Operações com números naturais

Brechó escolar


Objetivo 
Desenvolver estratégias de cálculo.

Conteúdos 
Adição e subtração. 
Anos

1º e 2º.

Tempo estimado 
Dez aulas.

Material necessário 
Objetos usados, como brinquedos, gibis, cédulas que imitem as verdadeiras, papel, canetas, lápis e etiquetas.

Desenvolvimento
1ª ETAPA 
Explique para a turma o que é um brechó - uma loja que vende objetos usados. Peça que os alunos levem dois itens para a escola. Antes, informe aos pais que os produtos não serão devolvidos.

2ª ETAPA Oriente-os a separar tudo em grupos: brinquedos, gibis etc. Defina valores que favoreçam boas problematizações, escreva-os nas etiquetas e peça que coloquem nas peças. Entregue folhas e lápis para que façam anotações, caso precisem.

3ª ETAPA Divida os pequenos em vendedores - que receberão notas de 2 e 1 real (para o troco) - e compradores, todos com o mesmo valor em cédulas de 5, 10 e 20.

4ª ETAPA 
Inaugure o brechó. Observe e anote as estratégias criadas por todos. No fim, recolha as folhas com as anotações feitas pela garotada.

5ª ETAPA Analise os registros das crianças e suas anotações. Nas aulas seguintes, sem as cédulas, discuta as situações que surgiram no brechó - uma a cada aula - e sugira outras.

Avaliação Sem as cédulas, proponha situações hipotéticas com 20 reais. A turma deve apresentar diferentes combinações de objetos e calcular quanto resta em cada uma.

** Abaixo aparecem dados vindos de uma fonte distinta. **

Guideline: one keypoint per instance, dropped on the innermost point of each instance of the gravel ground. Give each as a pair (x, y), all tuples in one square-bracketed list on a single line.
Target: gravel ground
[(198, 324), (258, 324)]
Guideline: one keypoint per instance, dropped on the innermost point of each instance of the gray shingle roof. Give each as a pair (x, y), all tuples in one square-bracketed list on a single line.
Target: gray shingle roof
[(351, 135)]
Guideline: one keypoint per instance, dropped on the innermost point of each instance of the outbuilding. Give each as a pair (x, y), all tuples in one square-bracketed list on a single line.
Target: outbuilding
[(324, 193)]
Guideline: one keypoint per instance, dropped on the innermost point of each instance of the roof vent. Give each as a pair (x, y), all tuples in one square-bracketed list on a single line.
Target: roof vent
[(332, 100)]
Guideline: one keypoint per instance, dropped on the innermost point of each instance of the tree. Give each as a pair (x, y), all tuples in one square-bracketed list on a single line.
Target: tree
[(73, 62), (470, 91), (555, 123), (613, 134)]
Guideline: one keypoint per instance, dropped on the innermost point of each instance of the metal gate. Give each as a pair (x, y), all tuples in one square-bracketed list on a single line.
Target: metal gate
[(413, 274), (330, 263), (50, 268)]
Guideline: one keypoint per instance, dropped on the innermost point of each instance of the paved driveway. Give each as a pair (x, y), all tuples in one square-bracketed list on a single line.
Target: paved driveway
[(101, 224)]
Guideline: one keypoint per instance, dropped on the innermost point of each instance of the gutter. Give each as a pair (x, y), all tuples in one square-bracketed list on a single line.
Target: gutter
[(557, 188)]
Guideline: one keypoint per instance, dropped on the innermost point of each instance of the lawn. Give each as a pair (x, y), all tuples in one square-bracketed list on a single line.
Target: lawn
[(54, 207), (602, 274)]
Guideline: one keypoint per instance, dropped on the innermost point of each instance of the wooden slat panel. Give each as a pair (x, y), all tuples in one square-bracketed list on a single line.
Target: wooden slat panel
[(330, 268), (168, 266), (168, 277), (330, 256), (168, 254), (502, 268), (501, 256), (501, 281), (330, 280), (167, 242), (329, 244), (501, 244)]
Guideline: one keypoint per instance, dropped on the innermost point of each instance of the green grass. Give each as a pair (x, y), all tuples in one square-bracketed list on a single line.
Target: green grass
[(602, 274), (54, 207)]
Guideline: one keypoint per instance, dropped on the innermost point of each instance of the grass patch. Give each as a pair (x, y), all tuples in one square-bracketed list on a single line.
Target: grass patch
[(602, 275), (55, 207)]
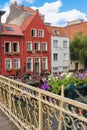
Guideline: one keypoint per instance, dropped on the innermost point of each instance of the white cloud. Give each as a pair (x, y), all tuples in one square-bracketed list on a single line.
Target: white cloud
[(53, 16), (51, 12), (7, 5)]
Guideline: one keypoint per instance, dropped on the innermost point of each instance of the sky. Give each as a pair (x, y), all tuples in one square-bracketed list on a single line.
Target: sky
[(56, 12)]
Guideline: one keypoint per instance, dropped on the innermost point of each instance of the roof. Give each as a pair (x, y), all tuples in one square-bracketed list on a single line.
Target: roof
[(55, 31), (71, 30), (26, 22), (11, 29)]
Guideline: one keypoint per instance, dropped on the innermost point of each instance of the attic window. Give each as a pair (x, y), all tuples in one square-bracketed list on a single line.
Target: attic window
[(56, 32), (9, 29)]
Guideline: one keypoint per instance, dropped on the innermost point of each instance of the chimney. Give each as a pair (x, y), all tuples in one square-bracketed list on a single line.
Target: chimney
[(1, 13)]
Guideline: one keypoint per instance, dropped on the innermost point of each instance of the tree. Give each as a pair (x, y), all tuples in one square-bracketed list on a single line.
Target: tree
[(78, 48)]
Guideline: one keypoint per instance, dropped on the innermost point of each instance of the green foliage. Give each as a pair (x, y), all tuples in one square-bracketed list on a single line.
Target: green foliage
[(64, 81), (78, 48)]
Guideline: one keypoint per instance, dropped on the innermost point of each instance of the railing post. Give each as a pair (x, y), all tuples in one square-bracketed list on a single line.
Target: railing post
[(60, 114), (9, 98), (40, 113)]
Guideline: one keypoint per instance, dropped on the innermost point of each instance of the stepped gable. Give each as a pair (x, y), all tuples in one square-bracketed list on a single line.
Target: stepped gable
[(72, 29), (56, 31), (18, 14), (11, 29)]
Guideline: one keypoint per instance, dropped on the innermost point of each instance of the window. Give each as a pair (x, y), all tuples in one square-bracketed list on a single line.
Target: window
[(17, 63), (65, 68), (29, 64), (37, 46), (55, 43), (44, 46), (44, 63), (65, 56), (16, 47), (64, 44), (33, 32), (29, 46), (56, 32), (55, 56), (7, 47), (8, 64), (37, 65), (40, 33)]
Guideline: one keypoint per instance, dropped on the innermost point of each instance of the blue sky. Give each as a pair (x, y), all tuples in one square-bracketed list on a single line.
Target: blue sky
[(56, 12)]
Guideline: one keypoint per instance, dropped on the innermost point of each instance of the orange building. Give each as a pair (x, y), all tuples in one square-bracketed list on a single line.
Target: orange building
[(24, 42)]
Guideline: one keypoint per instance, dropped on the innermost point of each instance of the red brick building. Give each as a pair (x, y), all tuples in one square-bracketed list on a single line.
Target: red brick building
[(24, 42)]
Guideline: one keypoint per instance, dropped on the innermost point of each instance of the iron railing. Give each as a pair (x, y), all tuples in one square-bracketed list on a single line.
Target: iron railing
[(31, 108)]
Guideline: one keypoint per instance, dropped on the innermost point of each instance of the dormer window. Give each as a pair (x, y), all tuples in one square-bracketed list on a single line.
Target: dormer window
[(33, 32), (56, 32)]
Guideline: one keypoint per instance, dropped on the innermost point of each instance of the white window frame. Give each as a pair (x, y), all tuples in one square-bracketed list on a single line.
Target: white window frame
[(65, 43), (65, 56), (9, 49), (8, 63), (44, 46), (37, 48), (40, 33), (33, 32), (17, 51), (44, 63), (31, 62), (16, 64), (55, 43), (29, 46)]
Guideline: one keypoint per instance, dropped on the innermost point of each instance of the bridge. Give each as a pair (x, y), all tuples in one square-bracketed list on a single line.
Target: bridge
[(30, 108)]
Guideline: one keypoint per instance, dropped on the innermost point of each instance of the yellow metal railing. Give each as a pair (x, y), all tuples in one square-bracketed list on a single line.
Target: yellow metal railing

Operações com números naturais

A caixa da transformação



Objetivo
• Resolver problemas de adição com incógnitas em diferentes posições: estado final, estado inicial e na transformação.

Conteúdos 
• Problemas de transformação com incógnita no estado final: 8 + 7 = ?
- Com incógnita no estado inicial:
? + 12 = 25 
• Com incógnita na transformação:
 7 + ? = 19 
Anos
1º e 2º

Tempo estimado
Atividade permanente.

Material necessário
Uma caixa de papelão com tampa, tampinhas, bolinhas de gude ou quaisquer objetos que caibam na caixa.

Desenvolvimento


1ª etapa 
Peça ajuda aos alunos no começo desta atividade. Um deles deve colocar 8 tampinhas na caixa e outro 7. Em seguida, questione a turma para saber quantas ficaram lá dentro. A resolução deve ser individual, e os procedimentos, anotados em seu caderno. Pergunte como fizeram para resolver e, por fim, proponha que uma criança confira, contando as tampinhas que ficaram na caixa. 

2ª etapa 
Com outros valores, mude a posição da incógnita do enunciado. Peça que um aluno da classe pegue7 tampinhas e as coloque na caixa. Depois, coloque mais um punhado lá dentro. Peça que outra criança conte o total de tampinhas da caixa. Então, pergunte aos estudantes: 
"Eu tinha 7 tampinhas na caixa. Coloquei algumas e agora tenho 19. Quantas eu coloquei?" 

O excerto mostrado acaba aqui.